In the traditional setup, a volume/LUN is provisioned out of Pure FlashArray on which a VMFS datastore is created at the VMware level. Disks (vmdk) required by guest VMs are then provisioned out of that datastore which is visible across all the ESX hosts in the cluster. Hence the datastore can have disks from more than VM at any time.
The following diagram illustrates an example of a Linux VM (oraprod) with 2 virtual disks (VMDKs), one hosting the boot that contains Linux OS and Oracle binary and the other disk hosting an Oracle database (vmprod). For ease of understanding, let us assume the database resides on a single disk on the datastore ds_oradata. The boot disk was carved out of the datastore ds_binary which was provisioned on the Pure volume ds_binary_vol while the oracle data disk was carved out of the datastore ds_oradata that was provisioned out of the Pure volume ds_oracle_data_vol.
In this setup, if we wanted to create a clone of the database vmprod using storage level snapshots, the ideal setup would be to take snapshot of the disk that hosts the oracle database. Unfortunately, in the traditional setup, the storage level snapshot can only be performed at the LUN level which means, we have to take the snapshot of ds_oracle_data_vol that hosts the datastore ds_oradata which contains the oracle database disk (and can contain disks from other VMs).
Here is the high level sequence of steps to perform a clone of the oracle database using storage level snapshots.
As you can imagine, this process is not simple rather tedious and certainly is not efficient in using the resources. What if our database was placed on multiple datastores or what if the datastore contains disks from multiple VMs (which is very common). It can quickly become operationally inefficient and complicated in identifying disks for cloning across different data stores that resides on physical volumes. In comparison, using a physical RDM is lot more easier for database cloning than the virtual disks out of VMFS.
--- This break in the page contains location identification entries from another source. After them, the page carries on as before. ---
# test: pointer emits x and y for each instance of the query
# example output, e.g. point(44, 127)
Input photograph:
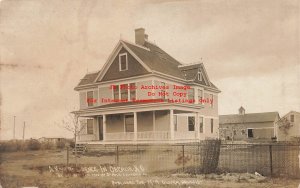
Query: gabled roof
point(248, 118)
point(153, 58)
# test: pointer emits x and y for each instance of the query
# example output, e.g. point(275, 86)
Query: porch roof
point(116, 108)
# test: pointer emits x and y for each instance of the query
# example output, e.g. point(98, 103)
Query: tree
point(72, 124)
point(284, 125)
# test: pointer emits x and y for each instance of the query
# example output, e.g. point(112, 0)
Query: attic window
point(200, 76)
point(123, 62)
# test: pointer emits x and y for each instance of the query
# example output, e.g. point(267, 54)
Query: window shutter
point(82, 98)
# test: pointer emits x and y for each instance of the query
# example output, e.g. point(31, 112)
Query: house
point(248, 126)
point(288, 127)
point(144, 95)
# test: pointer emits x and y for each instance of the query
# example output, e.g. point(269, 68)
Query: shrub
point(34, 144)
point(61, 144)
Before going over the process of database cloning in VVols, little bit of background on the implementation of VVols. In VVols world, there are different types of virtual volumes and of which the three main VVols are Data, Config and Swap. For every VM, there would be a corresponding Config VVol which holds the metadata information like configs, VMX etc and will always be 4GB in size under Pure FlashArray.
The physical connectivity between the ESX and the storage is through Protocol Endpoint (PE) which is like a proxy LUN that is discoverable and will have multiple paths from the SAN. Also the PE exposes a storage container (which is logical in nature) and all virtual volumes are contained within this storage container in VMware.
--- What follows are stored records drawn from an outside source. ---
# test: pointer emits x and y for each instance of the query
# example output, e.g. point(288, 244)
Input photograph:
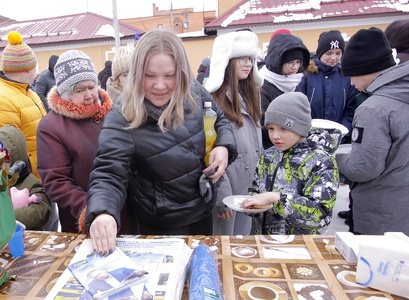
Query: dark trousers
point(201, 227)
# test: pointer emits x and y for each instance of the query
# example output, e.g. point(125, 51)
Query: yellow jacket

For every VMDK within the VM in the traditional setup there would be a corresponding Data VVol. Also for every VM that is powered on will have a Swap VVol.
These virtual volumes are natively created on the Pure FlashArray which means, they are full fledged volumes that can take advantage of all the data services like snapshots, cloning, replication at the VMDK level. For database cloning, we are interested only on the data VVol as the config VVol and swap VVol will always be unique to the VM.
Let us see how the setup would be in VVols for the same example discussed above. The VM (oraprod) now has three virtual volumes, one is the config VVol that will hold the metadata information, second is the data VVol that corresponds to the boot volume and the third is another data VVol that hosts the database (vmprod). There would be a fourth VVol for swap when the VM is powered on but for ease of understanding, it is not included in the diagram.
Here is the process for cloning the database in the virtual volumes setup.
Here is how the volumes looks like in Pure GUI.
Note: If you are wondering why the VM oraprod’s volume names are called as “slob” and not “oraprod”, it is because the initial VM was created with name “slob” and it was later renamed. The underlying virtual volumes were not renamed.
As you can see, based on the implementation of virtual volumes, database cloning at the disk level is simple and straightforward. Also the number of options opens up considerably with the implementation of virtual volumes along with the integration of Pure Storage like cloning the VM is almost instantaneous where the data volumes are cloned along with new config and swap volumes.